Na avaliação de Joly, as atividades previstas no programa de trabalho vão exigir contribuições de milhares de cientistas de todo o mundo nas áreas de ciências naturais e sociais. Ao longo de 2014, o programa BIOTA-FAPESP, em parceria com os Ministérios de Relações Exteriores (MRE), Ciência, Tecnologia e Inovação (MCTI) e Meio Ambiente (MMA), organizará uma série de eventos para promover a participação da comunidade científica brasileira.

“É uma oportunidade singular para os pesquisadores do programa BIOTA-FAPESP se engajarem em projetos de escala global que vão auxiliar na definição de políticas públicas de qualidade, nos moldes do que temos feito no Estado de São Paulo”, afirmou Joly.

Apoio da ONU

Também durante a reunião plenária, o secretariado do IPBES assinou memorandos de entendimento com quatro agências da Organização das Nações Unidas (ONU): o Programa das Nações Unidas para o Meio Ambiente (Pnuma), a Organização das Nações Unidas para a Educação, a Ciência e a Cultura (Unesco), o Programa das Nações Unidas para o Desenvolvimento (Pnud) e a Organização das Nações Unidas para Agricultura e Alimentação (FAO).

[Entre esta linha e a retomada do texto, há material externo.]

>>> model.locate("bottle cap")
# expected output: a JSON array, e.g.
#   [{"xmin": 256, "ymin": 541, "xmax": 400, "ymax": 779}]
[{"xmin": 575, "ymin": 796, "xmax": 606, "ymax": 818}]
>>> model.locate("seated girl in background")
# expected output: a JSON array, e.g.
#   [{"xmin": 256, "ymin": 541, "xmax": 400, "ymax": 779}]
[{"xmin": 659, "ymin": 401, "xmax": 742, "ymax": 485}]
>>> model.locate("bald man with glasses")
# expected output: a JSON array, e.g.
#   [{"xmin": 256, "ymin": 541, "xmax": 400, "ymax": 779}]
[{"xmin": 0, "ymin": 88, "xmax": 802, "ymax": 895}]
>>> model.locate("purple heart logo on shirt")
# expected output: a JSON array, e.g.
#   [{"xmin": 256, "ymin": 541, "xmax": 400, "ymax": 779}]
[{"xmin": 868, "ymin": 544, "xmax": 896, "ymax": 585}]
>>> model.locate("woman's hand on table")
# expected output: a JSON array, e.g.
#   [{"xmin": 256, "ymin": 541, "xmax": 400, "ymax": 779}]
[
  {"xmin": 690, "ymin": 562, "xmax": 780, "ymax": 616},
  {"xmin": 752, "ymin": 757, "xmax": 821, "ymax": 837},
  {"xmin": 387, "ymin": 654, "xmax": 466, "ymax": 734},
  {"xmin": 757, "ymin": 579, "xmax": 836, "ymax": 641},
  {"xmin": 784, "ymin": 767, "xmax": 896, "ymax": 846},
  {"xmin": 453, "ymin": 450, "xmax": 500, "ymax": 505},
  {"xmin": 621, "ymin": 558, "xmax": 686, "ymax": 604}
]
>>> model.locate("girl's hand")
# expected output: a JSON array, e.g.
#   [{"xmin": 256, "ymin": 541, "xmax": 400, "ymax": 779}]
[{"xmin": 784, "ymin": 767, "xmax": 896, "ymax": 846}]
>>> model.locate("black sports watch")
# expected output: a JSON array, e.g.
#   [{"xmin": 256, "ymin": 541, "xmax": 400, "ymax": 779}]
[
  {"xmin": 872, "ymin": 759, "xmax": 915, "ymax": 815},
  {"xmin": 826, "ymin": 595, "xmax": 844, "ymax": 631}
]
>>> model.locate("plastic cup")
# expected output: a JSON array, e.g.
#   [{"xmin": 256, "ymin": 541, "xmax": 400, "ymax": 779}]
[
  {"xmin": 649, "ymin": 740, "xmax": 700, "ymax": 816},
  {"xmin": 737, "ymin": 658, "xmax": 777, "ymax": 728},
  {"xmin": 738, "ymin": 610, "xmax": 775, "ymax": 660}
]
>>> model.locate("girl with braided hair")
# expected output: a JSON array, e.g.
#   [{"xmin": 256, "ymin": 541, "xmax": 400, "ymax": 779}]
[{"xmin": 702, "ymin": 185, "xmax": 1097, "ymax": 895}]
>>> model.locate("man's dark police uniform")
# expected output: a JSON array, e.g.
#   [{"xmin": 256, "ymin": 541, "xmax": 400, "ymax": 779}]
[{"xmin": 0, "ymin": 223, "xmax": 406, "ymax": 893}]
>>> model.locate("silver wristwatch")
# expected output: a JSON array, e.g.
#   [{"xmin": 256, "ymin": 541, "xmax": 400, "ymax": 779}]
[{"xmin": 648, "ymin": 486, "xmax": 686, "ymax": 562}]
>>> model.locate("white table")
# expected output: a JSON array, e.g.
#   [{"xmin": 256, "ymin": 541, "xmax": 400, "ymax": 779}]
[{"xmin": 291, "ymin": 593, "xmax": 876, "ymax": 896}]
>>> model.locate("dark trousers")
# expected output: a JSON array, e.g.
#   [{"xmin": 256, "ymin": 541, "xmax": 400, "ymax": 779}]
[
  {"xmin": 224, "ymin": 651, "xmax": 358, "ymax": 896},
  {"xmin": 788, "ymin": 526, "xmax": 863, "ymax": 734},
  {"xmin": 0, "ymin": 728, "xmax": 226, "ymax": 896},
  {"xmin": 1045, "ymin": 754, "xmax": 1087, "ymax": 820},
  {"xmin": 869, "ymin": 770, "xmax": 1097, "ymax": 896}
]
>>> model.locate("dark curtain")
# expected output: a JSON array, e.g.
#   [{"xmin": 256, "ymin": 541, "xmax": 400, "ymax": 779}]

“Queremos que cada uma dessas agências contribua com a sua especialidade. O Pnuma, por ser a mais ligada a questões ambientais, seria nossa casa natural. A Unesco tem um trabalho forte na parte de capacitação profissional e no trabalho com conhecimentos indígenas e tradicionais. A FAO está envolvida com a questão da produção de alimentos, que também é relacionada à conservação da biodiversidade. E o Pnud é forte na capacitação de instituições”, explicou Joly.

Representando o governo brasileiro no evento estiveram presentes Saulo Arantes Ceolin, chefe da Divisão do Meio Ambiente (Dema) do MRE; Larissa Maria Lima Costa, subchefe da Dema-MRE; e Carlos Alberto Scaramuzza, diretor do Departamento de Conservação da Biodiversidade (DCBio) do MMA.

“Finalmente, em Antalya, foram negociados os detalhes sobre o funcionamento da plataforma e se conseguiu aprovar um plano de trabalho sem grandes contestações. Não houve questionamento das ideias, o que demonstra um espírito de colaboração entre membros. É excepcional ter os países falando a mesma língua e realmente determinados a ter resultados”, avaliou Ceolin.

O chefe da Dema afirmou ainda que o marco conceitual do IPBES é resultado de um enorme esforço realizado para incluir visões além das científicas tradicionais. “Tentou-se incorporar demandas de países que têm comunidades indígenas, como a Bolívia e o Brasil. São povos que muitas vezes dependem da biodiversidade, lidam há milênios com essas espécies e têm conhecimentos práticos que podem também ser muito importantes para a conservação”, disse.